Histograms
Simple Histograms
Analyzing distributions is a crucial step in data exploration and understanding the characteristics of a dataset. With ggplot2, we can easily create plots such as histograms, density plots, boxplots, or violin plots to analyze distributions.
To create a histogram for the “price” variable in the “diamonds”
dataset, we use the geom_histogram()
function. For a
histogram, the x-axis represents intervals (bins), and the
y-axis represents the count of observations within these intervals.
Therefore, only one variable needs to be provided to the
aes()
function.
library(ggplot2)
data(diamonds)
ggplot(data = diamonds, aes(x = price)) + geom_histogram()
We can slightly improve this histogram by changing the labels (e.g title and axis names) and the colors of the bars.
ggplot(data = diamonds, aes(x = price)) +
geom_histogram(color = "black",
fill = "lightblue") +
labs(title = "Histogramme de Price",
x = "Prix",
y = "Fréquence")
- The key parameter of a histogram is the interval size. Here, in the
geom_histogram
function, it is controlled by thebinwidth
argument (interval size) orbins
(number of intervals). Create histograms with interval sizes of $250, $500, $1000, and $10000.
ggplot(data = diamonds, aes(x = price)) +
geom_histogram(binwidth = 1000)
ggplot(data = diamonds, aes(x = price)) +
geom_histogram(binwidth = 250, color = "black", fill = "lightblue")
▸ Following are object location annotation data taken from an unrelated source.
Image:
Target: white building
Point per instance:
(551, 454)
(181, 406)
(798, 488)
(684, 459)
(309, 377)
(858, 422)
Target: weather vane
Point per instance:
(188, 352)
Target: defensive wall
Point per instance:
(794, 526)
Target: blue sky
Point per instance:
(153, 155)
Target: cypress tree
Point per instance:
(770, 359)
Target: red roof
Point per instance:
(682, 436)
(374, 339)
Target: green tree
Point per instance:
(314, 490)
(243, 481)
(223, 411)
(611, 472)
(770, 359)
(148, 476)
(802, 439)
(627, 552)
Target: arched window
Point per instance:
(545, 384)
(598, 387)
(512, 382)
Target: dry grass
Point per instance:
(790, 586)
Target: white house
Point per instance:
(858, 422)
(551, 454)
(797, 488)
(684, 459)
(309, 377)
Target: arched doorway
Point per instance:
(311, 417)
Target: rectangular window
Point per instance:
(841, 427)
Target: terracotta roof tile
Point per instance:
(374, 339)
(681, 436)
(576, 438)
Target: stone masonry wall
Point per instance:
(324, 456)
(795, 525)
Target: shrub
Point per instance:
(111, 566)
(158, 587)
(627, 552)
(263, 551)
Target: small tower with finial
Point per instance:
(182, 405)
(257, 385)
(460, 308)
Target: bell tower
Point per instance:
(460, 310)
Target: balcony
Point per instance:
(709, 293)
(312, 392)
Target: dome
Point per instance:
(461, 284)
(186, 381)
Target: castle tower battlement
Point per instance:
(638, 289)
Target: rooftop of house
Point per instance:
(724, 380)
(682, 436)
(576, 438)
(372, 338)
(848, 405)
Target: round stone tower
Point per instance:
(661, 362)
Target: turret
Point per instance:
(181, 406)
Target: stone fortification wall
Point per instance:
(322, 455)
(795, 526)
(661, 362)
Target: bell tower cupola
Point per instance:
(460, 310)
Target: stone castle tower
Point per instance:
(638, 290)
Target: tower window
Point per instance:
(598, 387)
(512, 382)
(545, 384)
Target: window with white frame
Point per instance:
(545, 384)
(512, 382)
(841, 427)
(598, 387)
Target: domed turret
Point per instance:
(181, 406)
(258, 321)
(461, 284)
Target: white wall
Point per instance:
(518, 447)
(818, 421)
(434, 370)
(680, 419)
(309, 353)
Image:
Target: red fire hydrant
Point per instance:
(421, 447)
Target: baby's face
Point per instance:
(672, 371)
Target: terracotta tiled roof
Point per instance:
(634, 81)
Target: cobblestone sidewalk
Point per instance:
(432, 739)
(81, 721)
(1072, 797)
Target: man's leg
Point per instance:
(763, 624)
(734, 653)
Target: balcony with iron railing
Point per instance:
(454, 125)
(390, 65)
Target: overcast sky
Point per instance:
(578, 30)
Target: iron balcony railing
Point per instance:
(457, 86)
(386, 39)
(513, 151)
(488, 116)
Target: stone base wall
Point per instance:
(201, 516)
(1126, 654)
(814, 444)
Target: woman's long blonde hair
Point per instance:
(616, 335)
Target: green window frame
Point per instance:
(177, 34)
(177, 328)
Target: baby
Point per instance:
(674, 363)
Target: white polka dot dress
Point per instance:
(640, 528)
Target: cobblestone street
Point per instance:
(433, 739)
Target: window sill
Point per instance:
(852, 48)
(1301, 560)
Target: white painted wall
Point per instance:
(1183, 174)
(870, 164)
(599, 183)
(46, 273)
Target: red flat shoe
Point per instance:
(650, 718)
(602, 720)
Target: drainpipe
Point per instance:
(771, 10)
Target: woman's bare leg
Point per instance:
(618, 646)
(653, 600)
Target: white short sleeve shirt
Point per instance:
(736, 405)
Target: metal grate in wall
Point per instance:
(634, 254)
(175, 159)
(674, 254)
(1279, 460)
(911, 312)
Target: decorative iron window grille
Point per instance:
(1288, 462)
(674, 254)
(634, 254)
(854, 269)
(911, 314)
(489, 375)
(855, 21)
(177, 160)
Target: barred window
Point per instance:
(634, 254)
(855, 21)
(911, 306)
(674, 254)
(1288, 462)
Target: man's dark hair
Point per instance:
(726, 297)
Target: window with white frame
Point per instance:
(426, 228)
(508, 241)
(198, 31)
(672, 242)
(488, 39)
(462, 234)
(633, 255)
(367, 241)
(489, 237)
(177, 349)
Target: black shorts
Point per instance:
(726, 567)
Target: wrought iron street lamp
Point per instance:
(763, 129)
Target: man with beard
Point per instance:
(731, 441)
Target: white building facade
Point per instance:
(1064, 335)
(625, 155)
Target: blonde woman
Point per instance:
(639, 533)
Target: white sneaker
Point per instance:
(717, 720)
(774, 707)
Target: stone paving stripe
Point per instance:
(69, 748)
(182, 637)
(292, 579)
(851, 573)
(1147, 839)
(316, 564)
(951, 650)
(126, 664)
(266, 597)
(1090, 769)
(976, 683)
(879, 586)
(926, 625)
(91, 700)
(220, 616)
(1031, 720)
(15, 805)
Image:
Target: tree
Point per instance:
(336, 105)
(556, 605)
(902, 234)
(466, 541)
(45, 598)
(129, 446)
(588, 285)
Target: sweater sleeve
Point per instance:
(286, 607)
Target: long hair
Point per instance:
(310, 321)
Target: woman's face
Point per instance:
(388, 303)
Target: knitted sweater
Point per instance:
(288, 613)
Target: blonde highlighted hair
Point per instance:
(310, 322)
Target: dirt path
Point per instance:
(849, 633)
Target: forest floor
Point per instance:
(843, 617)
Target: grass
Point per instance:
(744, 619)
ggplot(data = diamonds, aes(x = price)) +
geom_histogram(binwidth = 500, color = "black", fill = "lightblue")
ggplot(data = diamonds, aes(x = price)) +
geom_histogram(binwidth = 1000, color = "black", fill = "lightblue")
ggplot(data = diamonds, aes(x = price)) +
geom_histogram(binwidth = 10000, color = "black", fill = "lightblue")
Overlapping Histograms
In the context of geom_point()
, the geometry is
a point, and a variable can be associated with the color of the
points. For a histogram, it is the same concept, except
the geometry is a histogram. If we use cut
for the color, we will obtain histograms with different colors.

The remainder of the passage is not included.